Lafayette schools superintendent James Easton said in a statement Wednesday that "the discipline was related to ordinary student disturbances" and that "this entire matter was reported based on a lack of accurate information." He denied Marcus was disciplined for using the word "gay."

The school's principal, Virginia Bonvillain, did not respond to an interview request.

The ACLU, in its letter to the school, spoke sternly of "censorship," "discrimination," and "harassment," and warned of a possible lawsuit.

Huff sees it in more personal terms. "Why the kids?" she asked Wednesday. "Why are they picking on the kids?"
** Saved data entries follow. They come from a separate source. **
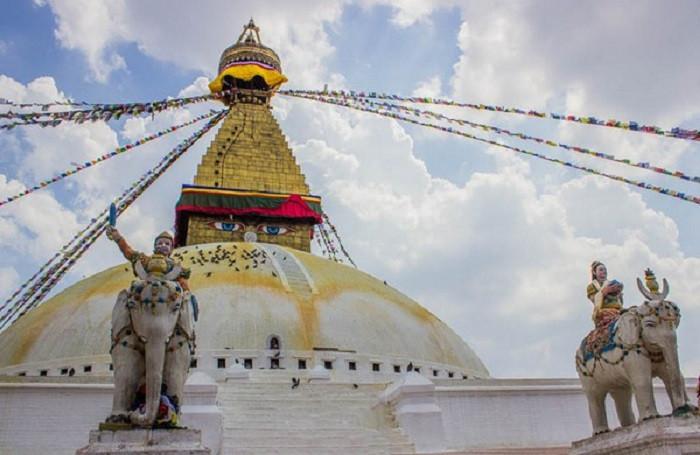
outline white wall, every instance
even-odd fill
[[[591,436],[578,379],[474,382],[479,384],[435,388],[448,448],[562,447]],[[686,380],[689,397],[695,396],[696,384],[696,379]],[[655,395],[659,412],[670,413],[661,384]],[[615,428],[619,423],[609,397],[607,404],[608,422]]]
[[[0,453],[75,454],[111,409],[111,384],[0,384]]]
[[[441,414],[437,418],[442,419],[447,449],[566,447],[591,434],[586,400],[577,379],[443,379],[436,383],[431,400]],[[696,384],[695,379],[686,380],[691,397]],[[202,390],[185,393],[183,422],[188,404],[193,410],[213,404],[211,392],[204,390],[206,384],[198,387]],[[422,389],[417,392],[425,395]],[[398,392],[388,401],[392,406],[416,399],[423,402],[423,395]],[[656,396],[659,411],[670,412],[661,386],[656,388]],[[111,397],[111,384],[0,383],[0,453],[72,455],[87,444],[90,430],[107,417]],[[205,411],[198,418],[216,419],[210,410]],[[617,425],[612,408],[608,416],[611,426]],[[407,429],[404,432],[416,437]]]
[[[112,384],[0,383],[0,454],[75,454],[109,415],[112,390]],[[215,400],[215,384],[185,386],[183,424],[204,430],[212,453],[221,446],[221,416],[210,406]]]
She grew up in northern California, had been living in Natchez, Miss., and was looking for a place where a gay person could feel "more comfortable."

She met her partner through the Internet and moved to Lafayette six months ago. Huff said she hasn't encountered a hint of discrimination, until now.

Several parents waiting outside the school Wednesday ridiculed the school administrators. None would give their names. Gay or not, their sympathies were with Huff.

"That's why I moved here, because I'm open about this," Huff said outside the Wal-Mart. "I moved here so I could live a normal life."